During their nine-month overseas mobilization, the 116th MET was based in Kuwait, with soldiers also training in Jordan, the Kingdom of Saudi Arabia and Oman. The 26-soldier team conducted 53 engagements with military members from 12 countries, including Uzbekistan, Lebanon, the United Kingdom and Tajikistan.

In Jordan, team members completed more than 150 engagements with leaders of the Kingdom’s military. Collectively, the team flew more than 1 million kilometers, drove more than 100,000 kilometers and spent more than 1,200 man days on mission, traveling throughout the region and working with military members of partner nations.

“In May, I stood on this stage and told you the 116th MET was ready for the mission,” Hubbard said during the ceremony. “I’m happy to report today that we fulfilled that mission.”

During their travels, soldiers of the 116th MET worked in small teams, often pulling in subject matter experts from other units in the region, engaging with partner nation military members on topics including infantry tactics, tactical communications, border security and control, professional development and the military decision-making process.

Each engagement, no matter the location, aimed to build or enhance relationships with partner nation military members and also to identify and expand on commonalities between the U.S. military and its partners, sharing best practices and lessons learned along the way.
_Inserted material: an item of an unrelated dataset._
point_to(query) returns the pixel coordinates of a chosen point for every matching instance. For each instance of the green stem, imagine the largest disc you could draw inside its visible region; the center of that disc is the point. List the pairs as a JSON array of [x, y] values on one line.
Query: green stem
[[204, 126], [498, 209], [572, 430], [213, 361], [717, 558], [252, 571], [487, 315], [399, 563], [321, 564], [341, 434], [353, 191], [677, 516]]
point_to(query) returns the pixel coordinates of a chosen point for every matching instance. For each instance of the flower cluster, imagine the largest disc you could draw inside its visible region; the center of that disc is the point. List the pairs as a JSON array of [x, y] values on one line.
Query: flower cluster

“What we discovered is that we can learn a lot from our partners,” Hubbard said. “Not only can you learn how to live in the desert, how to work with non-U.S. equipment or maybe just adapting to the weather and terrain, but you also learn how to assemble a team, how to do a mission brief, how to travel to a foreign country, how to lead your team through an engagement, how to use a linguist and how to return safely to base.”
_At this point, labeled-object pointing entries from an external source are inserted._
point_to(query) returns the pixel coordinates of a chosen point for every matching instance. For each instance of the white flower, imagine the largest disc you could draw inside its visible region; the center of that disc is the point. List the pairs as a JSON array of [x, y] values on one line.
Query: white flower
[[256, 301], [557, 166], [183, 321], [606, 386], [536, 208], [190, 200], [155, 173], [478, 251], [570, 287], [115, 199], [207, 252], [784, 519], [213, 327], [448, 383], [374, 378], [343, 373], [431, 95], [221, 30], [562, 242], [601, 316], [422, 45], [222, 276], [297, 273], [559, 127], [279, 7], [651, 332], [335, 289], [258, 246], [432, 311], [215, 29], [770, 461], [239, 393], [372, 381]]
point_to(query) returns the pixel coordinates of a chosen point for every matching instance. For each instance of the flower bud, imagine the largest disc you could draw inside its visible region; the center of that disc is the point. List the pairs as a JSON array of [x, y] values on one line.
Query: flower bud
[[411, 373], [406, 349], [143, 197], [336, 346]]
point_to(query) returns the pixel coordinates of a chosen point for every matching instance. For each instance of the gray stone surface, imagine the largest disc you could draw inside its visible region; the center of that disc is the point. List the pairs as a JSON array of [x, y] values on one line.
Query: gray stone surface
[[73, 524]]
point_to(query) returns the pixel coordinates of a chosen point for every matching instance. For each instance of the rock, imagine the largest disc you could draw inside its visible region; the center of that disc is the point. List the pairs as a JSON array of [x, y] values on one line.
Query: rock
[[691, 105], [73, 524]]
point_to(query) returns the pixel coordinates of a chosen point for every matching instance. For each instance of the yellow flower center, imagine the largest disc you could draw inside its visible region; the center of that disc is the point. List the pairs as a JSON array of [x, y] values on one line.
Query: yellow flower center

The 116th MET was comprised of soldiers from various Virginia National Guard units, all pulled together under the 116th Infantry Brigade Combat Team. Collectively, the team has more than 500 years of experience, with team members completing 45 deployments and specializing in a variety of fields including field artillery, aviation, infantry, military intelligence and engineering.

Col. Hubbard will now serve as the J7 exercise officer on the joint staff. He is the son of Iva Jane Hubbard of Meadows of Dan and the late Hampton Hubbard. He graduated from Patrick County High School in 1987 and is a 1991 graduate of Virginia Military Institute.

He is married to the former Wendy Moore, a 1988 graduate of Parry McCluer High School and a 1992 graduate Mary Baldwin College. She is a teacher with Suffolk Public Schools, and is the daughter of the late Steve Moore and Wanda Moore, and is the stepdaughter of Debbie Moore of Staunton.

Their oldest daughter, Emilyne is a James Madison University graduate and teaches in Henrico County. Their middle daughter Lauren is a junior at JMU studying hospitality management, and their youngest daughter Caroline has been accepted to JMU this fall.